1 Appellant was acquitted of nine specifications of violating an instruction prohibiting recruiters from establishing personal relationships with applicants, recruits, and personnel assigned to the Recruiter Assistance Program. 2 The first and second issues were raised pursuant to United States v. Grostefon, 12 M.J. 431 (C.M.A. 1982).

2 ACM 38688 Providence of Plea

Pursuant to United States v. Grostefon, 12 M.J. 431 (C.M.A. 1982), Appellant argues that his guilty pleas to violating paragraph 4.5.3 of AETCI 36-2909, by engaging in unprofessional relationships with applicants, was improvident because the instruction was not a punitive instruction. In pleading guilty, Appellant specifically told the military judge that he believed that the instruction was punitive. On appeal, however, Appellant asserts that he was incorrect in believing that the instruction was punitive and that, as a matter of law, the provision was not punitive. Specifically, Appellant argues that the instruction does not comply with the administrative requirements of Air Force Instruction 33-360, ¶ 2.17.1, Publications and Forms Management (18 May 2006), and that, therefore, AETCI 36-2909 is not a punitive instruction.

Pure questions of law arising from a guilty plea are reviewed de novo. United States v. Inabinette, 66 M.J. 320, 322 (C.A.A.F. 2008). Rejection of a guilty plea requires that the record show a substantial basis for questioning the providence of the plea. Id.; United States v. Prater, 32 M.J. 433, 436 (C.M.A. 1991).

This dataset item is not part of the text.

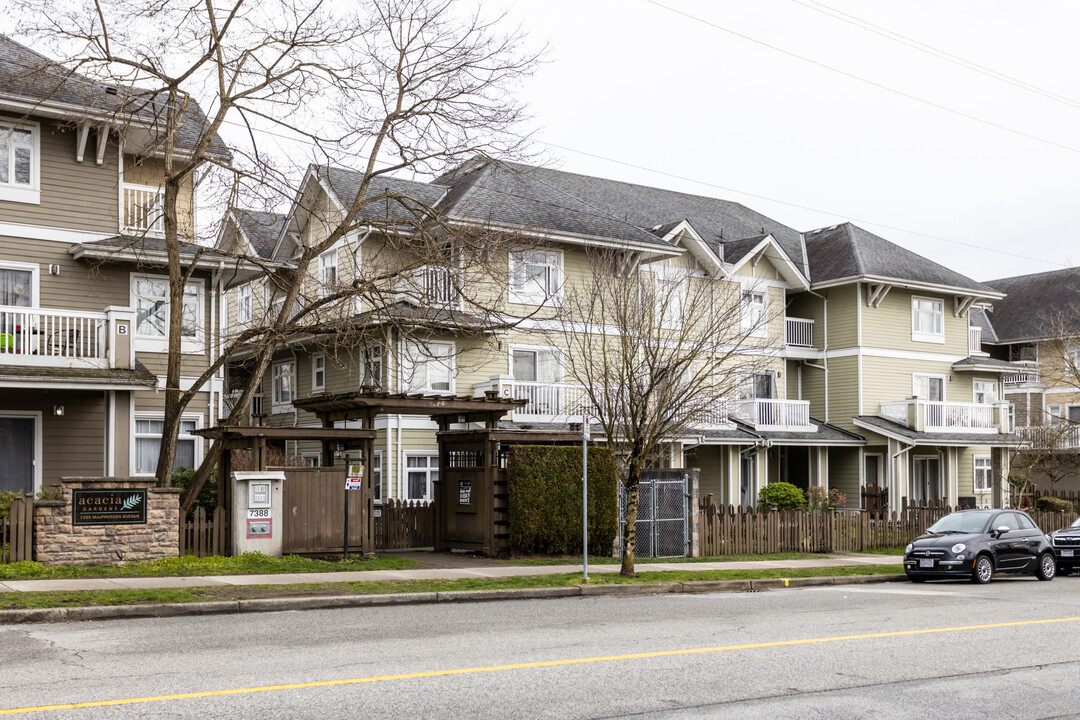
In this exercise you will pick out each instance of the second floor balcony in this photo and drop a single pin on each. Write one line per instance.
(942, 417)
(772, 413)
(45, 337)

In United States v. LeBlanc, 74 M.J. 650 (A.F. Ct. Crim. App. 2015), we considered and explicitly rejected the argument that AETCI 36-2909 is not a punitive instruction. We again reject this argument for the reasons set forth in LeBlanc.

Military Judge Recusal

Pursuant to Grostefon, Appellant argues for the first time on appeal that the military judge should have sua sponte recused herself from presiding over this court-martial. Appellant asserts the military judge took a hostile tone toward his civilian defense counsel, especially when compared to her discussions with the trial counsel. Appellant bases his assertion on the military judge electing to hold his civilian defense counsel in contempt, while not taking a similar action against the trial counsel. At no point during the proceedings did Appellant request to voir dire the military judge or request that the military judge recuse herself.

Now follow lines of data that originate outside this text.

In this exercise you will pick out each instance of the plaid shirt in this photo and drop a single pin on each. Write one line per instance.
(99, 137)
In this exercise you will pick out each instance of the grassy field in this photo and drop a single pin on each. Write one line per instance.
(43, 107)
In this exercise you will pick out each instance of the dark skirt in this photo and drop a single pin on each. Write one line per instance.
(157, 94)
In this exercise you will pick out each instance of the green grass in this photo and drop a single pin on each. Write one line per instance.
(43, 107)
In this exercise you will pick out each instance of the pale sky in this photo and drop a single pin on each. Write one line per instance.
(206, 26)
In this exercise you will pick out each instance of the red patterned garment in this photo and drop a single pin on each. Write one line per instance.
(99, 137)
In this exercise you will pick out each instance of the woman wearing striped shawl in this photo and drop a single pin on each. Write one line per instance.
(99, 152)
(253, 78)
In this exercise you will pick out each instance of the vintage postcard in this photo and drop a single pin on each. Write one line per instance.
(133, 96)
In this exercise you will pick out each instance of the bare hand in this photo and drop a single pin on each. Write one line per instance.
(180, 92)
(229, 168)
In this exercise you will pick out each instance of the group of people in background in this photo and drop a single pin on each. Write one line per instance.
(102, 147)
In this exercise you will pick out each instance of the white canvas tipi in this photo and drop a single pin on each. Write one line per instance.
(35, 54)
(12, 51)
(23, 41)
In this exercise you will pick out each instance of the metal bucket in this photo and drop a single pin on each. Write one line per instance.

Military judges must disqualify themselves if their “impartiality might reasonably be questioned,” or if they have “a personal bias or prejudice concerning a party or personal knowledge of disputed evidentiary facts.” Rules for Courts-Martial (R.C.M.) 902(a) and (b)(1). While a military judge’s decision on recusal is reviewed for abuse of discretion where it is raised by an appellant at trial, when an appellant does not raise the issue until appeal, it is reviewed under the plain error standard. United States v. Martinez, 70 M.J. 154, 157 (C.A.A.F. 2011). “Plain error occurs when (1) there is error, (2) the error is plain or obvious, and (3) the error results in material prejudice.” Id.

3 ACM 38688 “[W]hen a military judge’s impartiality is challenged on appeal, the test is whether, taken as a whole in the context of this trial, a court-martial’s legality, fairness, and impartiality were put into doubt by the military judge’s [actions].” United States v. Burton, 52 M.J. 223, 226 (C.A.A.F. 2000) (citation and quotation marks omitted).